Wann kaufe ich Haftung und wie kann ich als Makler unangenehme Überraschungen vermeiden?

von Dr. Robert Boels

Neu: Jetzt auch Haftung für unehrlich, unredlich und unprofessionell!

(Hamburg, den 08.10.2018) Der Versicherungsmakler ist seit dem 23.02.2018 auch nach § 1a VVG verpflichtet, bei der Beratung, der Vorbereitung, dem Abschluss sowie der Verwaltung und Erfüllung von Versicherungsverträgen stets ehrlich, redlich und professionell im bestmöglichen Interesse des Versicherungsnehmers zu handeln. Den Versicherungsmakler treffen nach §§ 59 Absätze 1 und 3, 60 und 61 VVG entsprechend ausgestaltete Beratungs- und Dokumentationspflichten. Verstößt der Versicherungsmakler gegen die Beratungs- und Dokumentationspflichten, ist er seinem Kunden auch aus § 280 BGB, § 63 VVG und neuerdings nach § 1a VVG zum Ersatz eines dadurch entstandenen Schadens verpflichtet. Die endgültige Verjährung für diese Ansprüche beträgt 10 Jahre, oder 3 Jahre nach Kenntnis.

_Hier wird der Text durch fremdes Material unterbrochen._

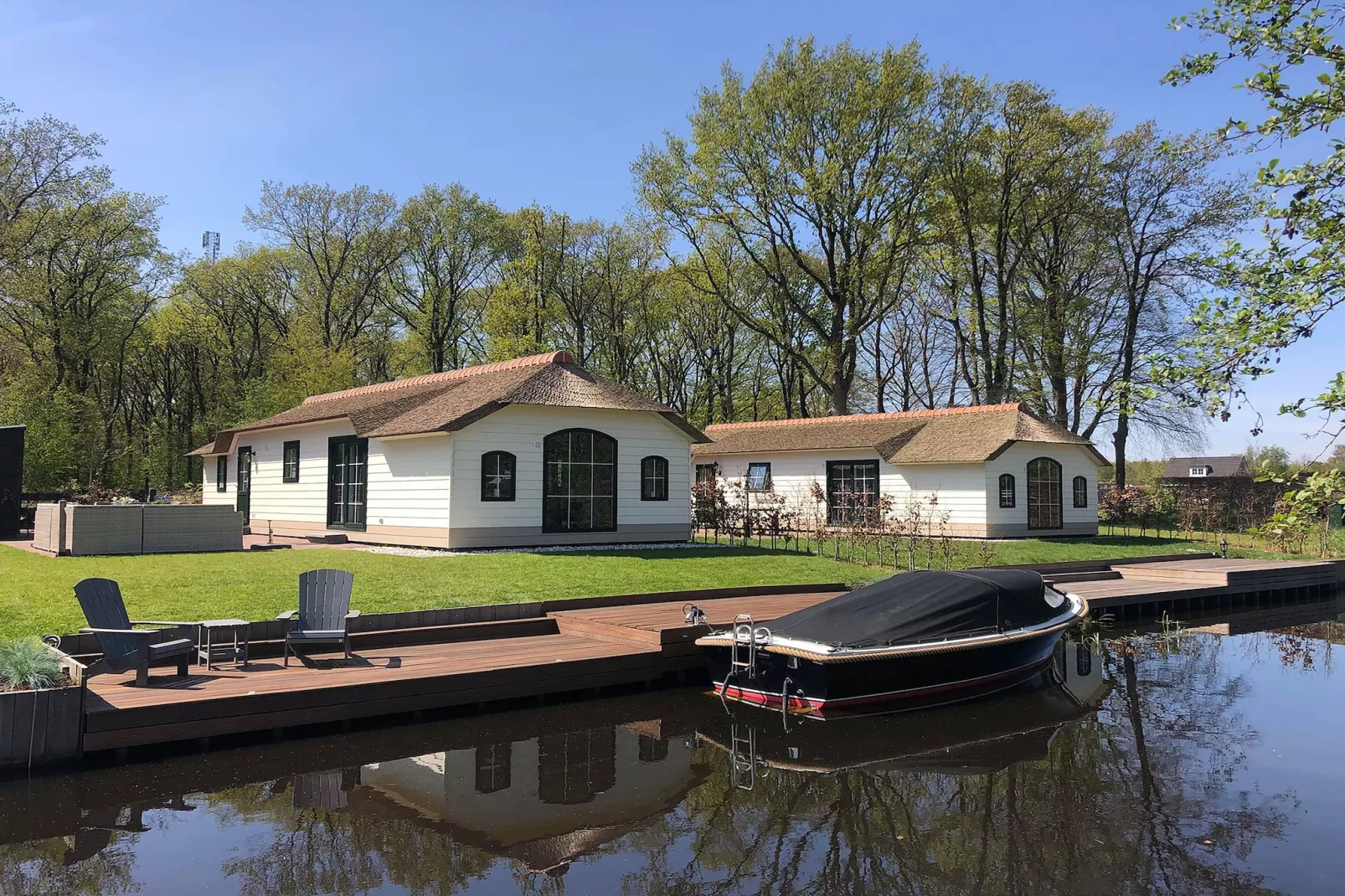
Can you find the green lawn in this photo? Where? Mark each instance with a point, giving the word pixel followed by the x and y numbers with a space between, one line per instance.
pixel 37 598
pixel 1010 550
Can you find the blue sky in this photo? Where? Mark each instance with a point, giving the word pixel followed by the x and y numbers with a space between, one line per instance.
pixel 534 102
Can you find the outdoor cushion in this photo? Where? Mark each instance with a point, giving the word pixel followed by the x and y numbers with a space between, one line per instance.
pixel 170 647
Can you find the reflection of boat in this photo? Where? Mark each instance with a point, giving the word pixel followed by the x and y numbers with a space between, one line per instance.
pixel 915 639
pixel 971 738
pixel 545 801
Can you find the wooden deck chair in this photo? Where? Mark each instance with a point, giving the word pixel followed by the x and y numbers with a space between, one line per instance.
pixel 323 612
pixel 124 646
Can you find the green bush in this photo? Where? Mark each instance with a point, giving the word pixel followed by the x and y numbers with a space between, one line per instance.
pixel 27 665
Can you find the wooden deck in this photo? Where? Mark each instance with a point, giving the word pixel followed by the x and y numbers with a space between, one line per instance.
pixel 583 645
pixel 1193 580
pixel 585 649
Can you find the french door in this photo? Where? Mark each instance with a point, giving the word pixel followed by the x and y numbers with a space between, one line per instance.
pixel 1044 498
pixel 245 481
pixel 580 487
pixel 348 481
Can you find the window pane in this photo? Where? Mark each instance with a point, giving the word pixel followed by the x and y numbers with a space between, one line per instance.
pixel 581 447
pixel 603 479
pixel 604 450
pixel 556 479
pixel 581 479
pixel 492 767
pixel 581 512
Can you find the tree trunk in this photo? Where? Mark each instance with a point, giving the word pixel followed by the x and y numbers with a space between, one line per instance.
pixel 1118 440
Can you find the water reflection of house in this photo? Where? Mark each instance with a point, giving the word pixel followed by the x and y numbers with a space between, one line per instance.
pixel 549 800
pixel 1080 673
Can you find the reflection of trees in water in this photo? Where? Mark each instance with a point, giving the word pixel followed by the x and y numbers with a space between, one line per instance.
pixel 40 869
pixel 1309 647
pixel 1134 800
pixel 332 851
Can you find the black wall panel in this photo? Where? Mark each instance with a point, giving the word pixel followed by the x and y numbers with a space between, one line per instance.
pixel 11 479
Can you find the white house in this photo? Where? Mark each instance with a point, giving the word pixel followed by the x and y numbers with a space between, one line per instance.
pixel 533 451
pixel 987 471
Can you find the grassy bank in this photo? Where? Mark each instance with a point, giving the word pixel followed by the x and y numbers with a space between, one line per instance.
pixel 37 598
pixel 954 554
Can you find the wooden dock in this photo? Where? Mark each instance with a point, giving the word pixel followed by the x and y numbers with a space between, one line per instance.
pixel 583 650
pixel 587 645
pixel 1180 585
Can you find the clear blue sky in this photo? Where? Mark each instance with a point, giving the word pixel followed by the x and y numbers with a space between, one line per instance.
pixel 548 102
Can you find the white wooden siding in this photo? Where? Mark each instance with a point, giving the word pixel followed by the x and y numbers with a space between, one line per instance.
pixel 1074 461
pixel 410 479
pixel 956 492
pixel 519 430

Für den Versicherungsmakler, der seinen Kundenbestand verkaufen und übertragen will, stellt sich vor diesem Hintergrund die Frage, ob und in welchem Umfang er nach der Veräußerung der Gesellschaftsanteile einschließlich des Gesamtbestandes („share deal“) oder nach der Veräußerung eines (Teil-) Bestandes („asset deal“) einer Nach-Haftung ausgesetzt ist und ob eine vielleicht sogar nicht versicherte Haftung für (Beratungs-) Fehler des Veräußerers beim Käufer entsteht?

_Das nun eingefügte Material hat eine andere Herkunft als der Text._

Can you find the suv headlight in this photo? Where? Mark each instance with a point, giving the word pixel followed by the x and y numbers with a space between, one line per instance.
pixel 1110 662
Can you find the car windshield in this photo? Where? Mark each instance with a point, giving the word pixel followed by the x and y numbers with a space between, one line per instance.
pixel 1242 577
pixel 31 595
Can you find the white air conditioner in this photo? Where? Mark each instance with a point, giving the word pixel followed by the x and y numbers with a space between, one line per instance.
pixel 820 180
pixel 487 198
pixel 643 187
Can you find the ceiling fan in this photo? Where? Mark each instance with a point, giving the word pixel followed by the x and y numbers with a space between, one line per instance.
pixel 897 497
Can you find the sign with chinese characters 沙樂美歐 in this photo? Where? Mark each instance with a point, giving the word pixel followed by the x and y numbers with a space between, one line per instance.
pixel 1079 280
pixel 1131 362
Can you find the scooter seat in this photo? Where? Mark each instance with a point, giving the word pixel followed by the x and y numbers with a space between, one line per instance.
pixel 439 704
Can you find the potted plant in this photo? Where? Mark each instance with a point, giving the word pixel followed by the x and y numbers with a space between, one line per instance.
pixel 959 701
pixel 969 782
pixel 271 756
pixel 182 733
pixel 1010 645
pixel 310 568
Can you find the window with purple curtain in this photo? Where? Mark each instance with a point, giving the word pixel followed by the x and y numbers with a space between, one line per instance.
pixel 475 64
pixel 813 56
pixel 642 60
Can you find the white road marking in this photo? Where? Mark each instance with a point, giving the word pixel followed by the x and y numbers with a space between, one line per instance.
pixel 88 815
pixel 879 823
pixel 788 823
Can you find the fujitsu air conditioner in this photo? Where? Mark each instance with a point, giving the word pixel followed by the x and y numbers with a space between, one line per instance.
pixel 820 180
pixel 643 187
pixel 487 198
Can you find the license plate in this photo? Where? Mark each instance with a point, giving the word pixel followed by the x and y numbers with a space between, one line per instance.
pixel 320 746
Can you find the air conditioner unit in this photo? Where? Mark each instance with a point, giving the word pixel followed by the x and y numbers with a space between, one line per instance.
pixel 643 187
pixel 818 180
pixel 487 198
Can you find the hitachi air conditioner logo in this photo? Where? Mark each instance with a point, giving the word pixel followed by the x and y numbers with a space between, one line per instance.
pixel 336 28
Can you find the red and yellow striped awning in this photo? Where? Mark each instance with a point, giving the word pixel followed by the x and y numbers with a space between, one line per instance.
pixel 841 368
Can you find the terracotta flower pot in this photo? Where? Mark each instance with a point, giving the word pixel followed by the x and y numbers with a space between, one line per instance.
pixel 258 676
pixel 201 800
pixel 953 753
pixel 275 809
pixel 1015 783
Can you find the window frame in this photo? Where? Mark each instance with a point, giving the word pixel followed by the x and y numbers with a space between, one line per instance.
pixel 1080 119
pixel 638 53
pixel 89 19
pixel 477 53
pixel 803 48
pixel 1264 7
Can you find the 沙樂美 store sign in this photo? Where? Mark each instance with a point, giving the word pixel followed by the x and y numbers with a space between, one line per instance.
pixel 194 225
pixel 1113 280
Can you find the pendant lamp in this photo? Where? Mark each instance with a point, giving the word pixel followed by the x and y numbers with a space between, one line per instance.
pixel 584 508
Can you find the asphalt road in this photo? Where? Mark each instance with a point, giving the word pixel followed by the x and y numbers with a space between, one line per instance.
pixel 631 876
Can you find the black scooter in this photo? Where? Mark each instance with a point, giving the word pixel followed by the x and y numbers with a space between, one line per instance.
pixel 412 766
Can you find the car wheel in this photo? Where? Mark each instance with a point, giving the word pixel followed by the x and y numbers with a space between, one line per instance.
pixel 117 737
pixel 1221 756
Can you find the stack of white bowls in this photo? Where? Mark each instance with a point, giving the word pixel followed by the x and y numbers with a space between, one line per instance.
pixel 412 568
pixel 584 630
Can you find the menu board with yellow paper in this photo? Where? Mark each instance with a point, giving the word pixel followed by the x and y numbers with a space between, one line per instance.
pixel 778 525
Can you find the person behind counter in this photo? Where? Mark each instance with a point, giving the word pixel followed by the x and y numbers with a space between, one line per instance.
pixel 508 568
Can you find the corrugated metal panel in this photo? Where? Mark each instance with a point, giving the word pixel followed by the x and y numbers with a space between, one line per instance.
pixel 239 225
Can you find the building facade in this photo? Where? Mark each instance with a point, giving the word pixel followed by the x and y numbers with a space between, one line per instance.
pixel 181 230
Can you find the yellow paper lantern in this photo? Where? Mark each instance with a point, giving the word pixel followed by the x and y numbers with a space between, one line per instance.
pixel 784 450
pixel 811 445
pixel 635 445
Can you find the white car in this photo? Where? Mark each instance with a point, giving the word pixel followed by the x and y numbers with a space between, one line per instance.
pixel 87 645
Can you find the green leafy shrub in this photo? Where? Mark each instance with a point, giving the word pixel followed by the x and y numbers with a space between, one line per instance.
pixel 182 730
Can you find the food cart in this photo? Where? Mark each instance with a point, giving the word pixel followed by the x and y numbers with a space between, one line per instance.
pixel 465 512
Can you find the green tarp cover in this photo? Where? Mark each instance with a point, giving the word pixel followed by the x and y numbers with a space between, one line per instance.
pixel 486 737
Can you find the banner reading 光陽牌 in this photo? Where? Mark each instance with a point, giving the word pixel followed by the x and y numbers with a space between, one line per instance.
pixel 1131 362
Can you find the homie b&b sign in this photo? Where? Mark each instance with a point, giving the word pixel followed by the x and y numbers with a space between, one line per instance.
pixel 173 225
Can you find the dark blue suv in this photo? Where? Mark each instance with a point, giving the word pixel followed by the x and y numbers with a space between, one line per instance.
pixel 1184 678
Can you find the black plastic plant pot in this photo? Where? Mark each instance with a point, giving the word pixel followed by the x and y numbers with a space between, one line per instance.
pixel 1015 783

Grundsätzlich sind Haftungsansprüche des Kunden gegen den Versicherungsmakler aus dem laufenden Betrieb durch die seit Mai 2007 vom Versicherungsmakler verpflichtend zu unterhaltenden Vermögensschadenhaftpflichtversicherung (VSH) gedeckt. Wird die VSH beendet, weil der Bestand verkauft und das Gewerbe insoweit nicht mehr ausgeübt wird, beginnt die als „Nachhaftung“ bezeichnete Nachmeldefrist. Die Nachhaftung stellt sicher, dass auch Ansprüche des Versicherungsnehmers aus Pflichtverletzungen des Versicherungsmaklers gedeckt sind, die erst nach dem Versicherungsablauf bekannt geworden sind und daraufhin geltend gemacht werden.

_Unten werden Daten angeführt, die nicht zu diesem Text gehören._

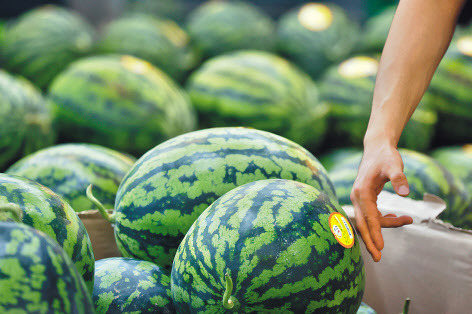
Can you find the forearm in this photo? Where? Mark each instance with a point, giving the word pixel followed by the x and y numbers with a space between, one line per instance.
pixel 419 36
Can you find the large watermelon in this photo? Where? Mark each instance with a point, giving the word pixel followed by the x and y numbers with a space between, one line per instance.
pixel 161 42
pixel 25 119
pixel 36 276
pixel 68 170
pixel 424 174
pixel 348 89
pixel 316 35
pixel 259 90
pixel 128 285
pixel 47 212
pixel 120 102
pixel 218 27
pixel 42 42
pixel 267 246
pixel 170 186
pixel 450 91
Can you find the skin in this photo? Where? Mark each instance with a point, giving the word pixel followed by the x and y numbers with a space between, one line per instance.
pixel 419 36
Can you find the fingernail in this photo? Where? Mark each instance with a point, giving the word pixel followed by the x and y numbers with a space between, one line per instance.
pixel 404 190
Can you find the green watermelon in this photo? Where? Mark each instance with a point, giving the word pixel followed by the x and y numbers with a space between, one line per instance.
pixel 458 160
pixel 267 246
pixel 218 27
pixel 316 35
pixel 26 119
pixel 424 174
pixel 171 185
pixel 68 170
pixel 127 285
pixel 450 93
pixel 348 89
pixel 161 42
pixel 47 212
pixel 36 275
pixel 42 42
pixel 121 102
pixel 259 90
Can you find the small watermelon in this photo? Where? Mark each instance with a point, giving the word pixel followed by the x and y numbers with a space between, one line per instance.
pixel 47 212
pixel 348 89
pixel 260 90
pixel 217 27
pixel 316 35
pixel 121 102
pixel 424 174
pixel 171 185
pixel 161 42
pixel 26 119
pixel 127 285
pixel 267 246
pixel 36 275
pixel 68 170
pixel 42 42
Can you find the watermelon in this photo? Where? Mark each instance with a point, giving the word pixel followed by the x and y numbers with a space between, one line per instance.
pixel 259 90
pixel 42 42
pixel 47 212
pixel 36 275
pixel 316 35
pixel 450 93
pixel 68 170
pixel 348 89
pixel 218 27
pixel 458 160
pixel 26 119
pixel 127 285
pixel 171 185
pixel 161 42
pixel 424 174
pixel 267 246
pixel 121 102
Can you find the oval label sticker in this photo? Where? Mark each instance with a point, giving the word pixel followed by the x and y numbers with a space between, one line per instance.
pixel 341 229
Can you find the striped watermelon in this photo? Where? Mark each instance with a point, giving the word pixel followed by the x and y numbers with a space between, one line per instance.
pixel 127 285
pixel 120 102
pixel 36 276
pixel 267 247
pixel 170 186
pixel 316 35
pixel 217 27
pixel 161 42
pixel 348 89
pixel 47 212
pixel 68 170
pixel 26 119
pixel 42 42
pixel 259 90
pixel 450 91
pixel 424 174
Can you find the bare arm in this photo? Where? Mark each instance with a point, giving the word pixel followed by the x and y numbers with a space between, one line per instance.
pixel 419 36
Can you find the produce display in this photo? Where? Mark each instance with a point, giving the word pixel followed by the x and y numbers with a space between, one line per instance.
pixel 217 27
pixel 42 42
pixel 121 102
pixel 161 42
pixel 259 90
pixel 26 119
pixel 68 169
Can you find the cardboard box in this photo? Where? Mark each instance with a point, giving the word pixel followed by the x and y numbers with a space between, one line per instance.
pixel 429 261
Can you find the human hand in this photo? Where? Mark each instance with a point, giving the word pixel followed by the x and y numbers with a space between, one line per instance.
pixel 380 163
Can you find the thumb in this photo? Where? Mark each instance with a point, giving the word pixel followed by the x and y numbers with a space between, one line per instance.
pixel 400 183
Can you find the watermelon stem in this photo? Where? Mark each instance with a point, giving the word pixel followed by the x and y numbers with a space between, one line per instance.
pixel 13 209
pixel 229 302
pixel 105 214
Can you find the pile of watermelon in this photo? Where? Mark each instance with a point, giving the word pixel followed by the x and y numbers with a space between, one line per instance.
pixel 193 131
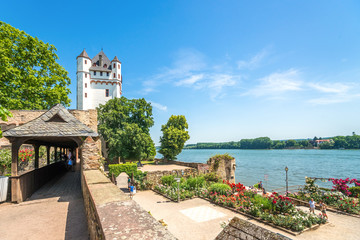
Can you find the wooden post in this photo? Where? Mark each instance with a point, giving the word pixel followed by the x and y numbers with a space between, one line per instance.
pixel 77 154
pixel 48 154
pixel 55 153
pixel 15 184
pixel 36 147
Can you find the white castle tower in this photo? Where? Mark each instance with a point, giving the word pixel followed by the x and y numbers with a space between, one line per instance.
pixel 98 80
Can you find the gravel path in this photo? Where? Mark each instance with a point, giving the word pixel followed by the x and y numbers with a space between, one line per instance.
pixel 198 219
pixel 56 211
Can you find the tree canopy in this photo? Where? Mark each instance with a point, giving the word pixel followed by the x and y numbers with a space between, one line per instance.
pixel 30 77
pixel 124 124
pixel 174 136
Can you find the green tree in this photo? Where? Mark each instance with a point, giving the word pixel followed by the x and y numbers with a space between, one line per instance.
pixel 30 77
pixel 124 124
pixel 174 136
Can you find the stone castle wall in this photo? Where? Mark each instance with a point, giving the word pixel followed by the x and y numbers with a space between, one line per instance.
pixel 244 230
pixel 224 168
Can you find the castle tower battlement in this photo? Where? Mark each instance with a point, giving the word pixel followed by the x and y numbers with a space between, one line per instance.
pixel 98 80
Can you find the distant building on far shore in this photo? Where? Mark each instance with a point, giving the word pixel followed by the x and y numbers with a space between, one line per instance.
pixel 318 142
pixel 98 80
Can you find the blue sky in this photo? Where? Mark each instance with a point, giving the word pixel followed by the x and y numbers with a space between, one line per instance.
pixel 235 69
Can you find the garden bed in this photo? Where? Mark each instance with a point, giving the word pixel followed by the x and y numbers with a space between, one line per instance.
pixel 300 202
pixel 313 227
pixel 275 210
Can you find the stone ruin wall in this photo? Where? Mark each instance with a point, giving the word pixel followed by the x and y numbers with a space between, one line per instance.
pixel 239 229
pixel 225 169
pixel 87 117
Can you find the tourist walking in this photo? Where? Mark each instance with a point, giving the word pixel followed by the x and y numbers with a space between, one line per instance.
pixel 69 163
pixel 312 206
pixel 260 186
pixel 132 187
pixel 323 209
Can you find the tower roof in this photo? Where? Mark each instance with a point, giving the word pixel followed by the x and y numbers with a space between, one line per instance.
pixel 83 54
pixel 116 59
pixel 97 66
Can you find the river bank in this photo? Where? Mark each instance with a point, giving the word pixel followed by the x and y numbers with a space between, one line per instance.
pixel 269 165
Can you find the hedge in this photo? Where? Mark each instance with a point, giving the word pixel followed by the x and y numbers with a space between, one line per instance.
pixel 127 168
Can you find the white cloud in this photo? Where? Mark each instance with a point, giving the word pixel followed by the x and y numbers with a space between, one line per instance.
pixel 332 93
pixel 158 106
pixel 190 81
pixel 190 69
pixel 254 62
pixel 277 83
pixel 334 99
pixel 330 88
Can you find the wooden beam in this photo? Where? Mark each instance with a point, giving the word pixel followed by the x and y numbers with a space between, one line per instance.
pixel 15 184
pixel 36 147
pixel 48 155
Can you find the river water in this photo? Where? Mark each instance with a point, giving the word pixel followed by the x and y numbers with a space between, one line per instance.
pixel 269 165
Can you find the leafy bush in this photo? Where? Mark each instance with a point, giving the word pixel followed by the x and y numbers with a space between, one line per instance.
pixel 127 168
pixel 5 161
pixel 167 180
pixel 261 201
pixel 220 188
pixel 355 191
pixel 211 177
pixel 216 158
pixel 195 183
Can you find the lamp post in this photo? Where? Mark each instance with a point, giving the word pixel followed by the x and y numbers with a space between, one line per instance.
pixel 286 169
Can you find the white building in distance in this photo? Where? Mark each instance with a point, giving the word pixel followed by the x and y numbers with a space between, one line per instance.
pixel 98 80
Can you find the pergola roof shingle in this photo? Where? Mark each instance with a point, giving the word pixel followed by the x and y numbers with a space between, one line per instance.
pixel 57 122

Je nachdem, wie der Bestand von dem verkaufenden Versicherungsmakler auf den Käufer übergehen soll, können Risiken insbesondere für den Käufer bestehen, die von der Nachhaftung eventuell nicht erfasst sind.

1) Share deal

Ist der Versicherungsmakler als juristische Person organisiert, können einfach die Anteile der Gesellschaft auf den Käufer übertragen werden. Mit den Anteilen gehen dann die Inhalte und Werte der Firma, also auch der Bestand auf den Käufer über. Zeitgleich übernimmt der Käufer die volle Haftung für alle Verbindlichkeiten aus der Vortätigkeit des Verkäufers. Die VSH der Gesellschaft tritt zwar nach wie vor für Pflichtverletzungen aus der Vortätigkeit ein. Allerdings richtet sich der jeweilige Versicherungsschutz nach dem Zeitpunkt der Pflichtverletzung. Daher besteht für den Käufer das Risiko, dass die Versicherungssumme zum damaligen Zeitpunkt nicht ausreichend hoch war oder die Versicherung im Fall einer wissentlichen oder vorsätzlichen Pflichtverletzung nicht eintritt. Soweit der Käufer eine neue VSH für die übernommene Gesellschaft abschließt, ist diese für Schäden aus Pflichtverletzungen vor der Übertragung der Anteile grundsätzlich nicht eintrittspflichtig. In Einzelfällen könnten VSH-Versicherer bereit sein, ihre Deckung, zumindest hinsichtlich des Risikos einer unzureichenden Versicherungssumme, bei entsprechender Erhöhung der Versicherungsprämie, zu erweitern oder eine Rückdeckung abzuschließen.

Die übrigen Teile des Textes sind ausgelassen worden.